Gda Hearne, who was in his mid-40s and married with four children, lived in Waterford, where he was attached to the Waterford Divisional Traffic Corps operating out of Waterford Garda station in Ballybricken.

A former member of the Garda Water Unit, he was an experienced diver and had been honoured on a number of occasions for saving people in various river and sea rescues in recent years.

Garda colleagues in Waterford spoke of their shock at the news of Gda Hearne’s death.

“People are just hearing the news – it’s a huge shock because Dave was such a great colleague with a wicked sense of humour – a really popular guy who had won several awards for water rescues.”

Underlying his history of emergency work, an article in the Waterford News & Star in July, 2014 began with the poignant words, “Being in the right place at the right time is becoming something of a habit for a Garda David Hearne”.

The report centred on an incident in Dungarvan where Gda Hearne was stationed when a call was received about a man who was in trouble in the Colligan river estuary. As he told the newspaper afterwards, “all attempts to reach with lifebuoys were proving unsuccessful so I took off my uniform and swam towards him. The current was very strong and the man went under two or three times but I managed to secure him and using a lifebuoy as a floating aid, I managed to get him towards the shore”.

That same year, Gda Hearne jumped into the River Suir in Waterford City, to rescue a man who was losing consciousness in the water.

“With colleagues, I made my way to Rice Bridge and when we arrived, the man was on his back and drifting up river,” Gda Hearne said at the time.

“I made my way to Sallypark, crossed the old railway line and removed my stab vest and shoes before jumping over a railing onto the mud bank and into the river.

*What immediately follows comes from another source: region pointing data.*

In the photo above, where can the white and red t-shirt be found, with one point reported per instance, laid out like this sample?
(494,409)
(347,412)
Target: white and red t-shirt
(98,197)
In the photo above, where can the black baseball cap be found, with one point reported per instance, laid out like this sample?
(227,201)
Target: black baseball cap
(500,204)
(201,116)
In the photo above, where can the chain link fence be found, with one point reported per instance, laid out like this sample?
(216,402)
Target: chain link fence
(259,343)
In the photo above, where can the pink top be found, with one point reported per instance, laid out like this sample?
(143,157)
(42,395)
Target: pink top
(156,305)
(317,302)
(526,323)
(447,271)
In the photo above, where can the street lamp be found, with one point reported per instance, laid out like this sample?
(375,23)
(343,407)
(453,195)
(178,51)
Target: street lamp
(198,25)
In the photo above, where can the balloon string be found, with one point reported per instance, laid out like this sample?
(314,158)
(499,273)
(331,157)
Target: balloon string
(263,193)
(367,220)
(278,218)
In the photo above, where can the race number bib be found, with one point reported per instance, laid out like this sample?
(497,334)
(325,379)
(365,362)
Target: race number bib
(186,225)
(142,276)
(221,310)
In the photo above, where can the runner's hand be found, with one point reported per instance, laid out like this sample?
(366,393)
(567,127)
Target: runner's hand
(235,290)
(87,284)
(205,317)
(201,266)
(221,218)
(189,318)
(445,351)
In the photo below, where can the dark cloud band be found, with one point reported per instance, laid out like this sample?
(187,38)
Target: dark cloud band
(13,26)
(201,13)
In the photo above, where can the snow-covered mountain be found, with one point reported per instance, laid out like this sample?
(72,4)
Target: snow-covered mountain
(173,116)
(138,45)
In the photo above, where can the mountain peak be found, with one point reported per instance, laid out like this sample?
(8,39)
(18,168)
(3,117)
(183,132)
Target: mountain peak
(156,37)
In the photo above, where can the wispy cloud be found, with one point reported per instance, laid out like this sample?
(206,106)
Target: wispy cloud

When I got to him, I turned him over and managed to bring him back to the bank where he was transferred to one of the three rescue boats on the scene.

“With the crew members, we continued to carry out CPR until the man was transferred to a waiting ambulance.”

Seven years earlier, on April 21st, 2007, Gda Hearne was again involved in a water rescue when he received a call about a middle aged man in the River Suir.

Gda Hearne ran down the quayside, scrambled down a disused rope and swam through heavy currents to rescue the man who had lost consciousness in the river.

He hung on to a rope for 15 minutes, gripping the man tightly until the emergency services arrived. As reported in the Waterford News & Star at the time, “returning to Waterford Garda Station, he changed into his uniform and went back on duty”.

At 7.30pm the same evening, he received another call about a man who was in trouble in St John’s River. He jumped into the river again, getting pulled under water several times, but managed to pull the man to safety.